We found a significant positive association between the PDI and the risk of KS. This result might be in part due to high oxalate and low calcium intakes associated with adhering to an unbalanced plant-based diet in the present study39. Although diets high in fruits, vegetables and fiber may be protective against the risk of KS29,48, these diets can also be rich in oxalate20. It has been suggested that high intakes of oxalate without adequate intake of calcium can lead to an increased risk of KS formation20. Beyond dietary oxalate, differences in hydration habits among those with the greater adherence to PDI may explain the increased risk of KS. While water intake was adjusted for in our analyses, subtle hydration variations or reliance on water-rich foods (such as fruits and vegetables) may lead to suboptimal fluid intake, consequently reducing urine volume and increasing lithogenic substance concentration49. This highlights the need for future studies to assess 24-hour urine volume and hydration biomarkers. Moreover, it must be kept in mind that the cross-sectional nature of the current study restricts the ability to establish a causal relationship between PDI and KS.

The possible reason for the observed discrepancy in outcomes between PDI and hPDI, may stem from the inclusion of less healthy plant foods, specifically sweets and desserts and SSBs, in the PDI. These foods, often high in added sugars, are linked to increased urinary calcium and calcium oxalate supersaturation50, raising the risk of KS51. Regarding the uPDI, the observed differences in results may be attributed not only to variations in oxalate content but also to the presence of fructose in fruits, which are a component of the PDI. Fructose has been independently associated with a higher risk of KS52, which could contribute to the contrasting outcomes between these two dietary patterns.

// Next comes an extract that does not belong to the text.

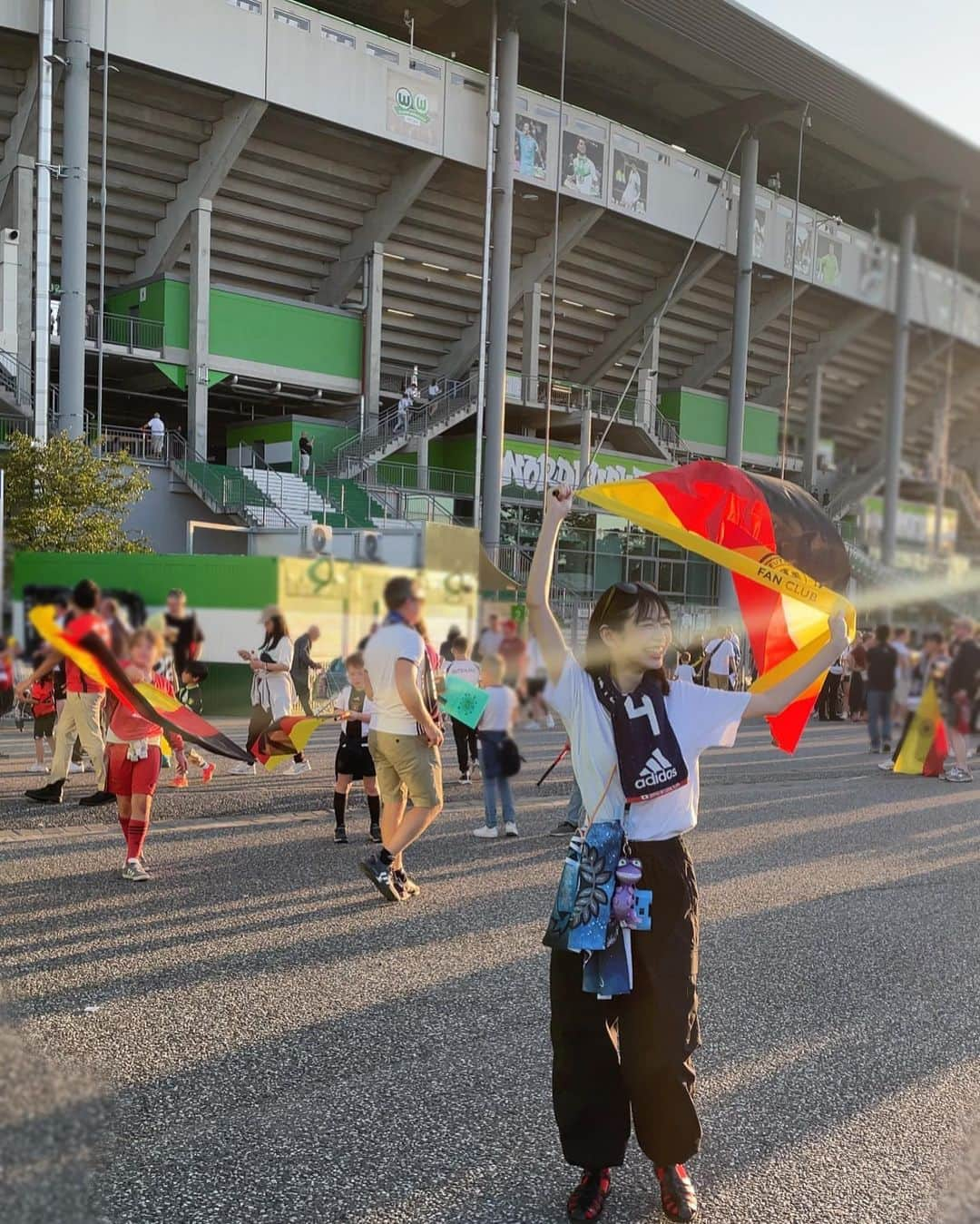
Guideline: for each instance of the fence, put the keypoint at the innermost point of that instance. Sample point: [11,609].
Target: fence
[126,332]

Several strengths of this study include large sample size, adjustment for a wide range of potential confounders in the analysis and being the first study in the Middle East region in this regard. In addition, we used energy-adjusted amounts of all food groups for constructing plant-based diet indices. However, some limitations also need to be considered. The present study was carried out in a cross-sectional design, which would not allow us to infer causality between exposure and outcome. The exploratory nature of our findings serves as a foundation for future research, but longitudinal or experimental studies are needed to establish causality between PDIs and KS. As in any epidemiological study, the application of FFQ might result in recall bias and misclassification of participants in terms of dietary intakes. Despite adjustment for a wide range of potential confounders, the possibility of residual confounding, such as genetic predisposition, specific medication use, or other lifestyle variables, which may influence the observed associations between PDIs and KS cannot be ignored. In addition, we did not collect information on different types of KS and 24-h urine composition. Studying the association between dietary factors and different types of KS could result in more accurate and precise findings. In conclusion, the findings of this study revealed that, after adjusting for a wide range of potential confounders, a higher PDI was positively associated with the risk of KS, while the hPDI and uPDI showed no significant association. These results have important implications for public health strategies in the Middle East, where dietary patterns are evolving. Public health initiatives should prioritize promoting balanced plant-based diets that include calcium-rich foods, adequate hydration, and limited consumption of processed plant foods to reduce the risk of KS. Further prospective studies incorporating biochemical analyses and detailed stone characterization are essential to confirm these findings and establish evidence-based dietary guidelines for the prevention of KS.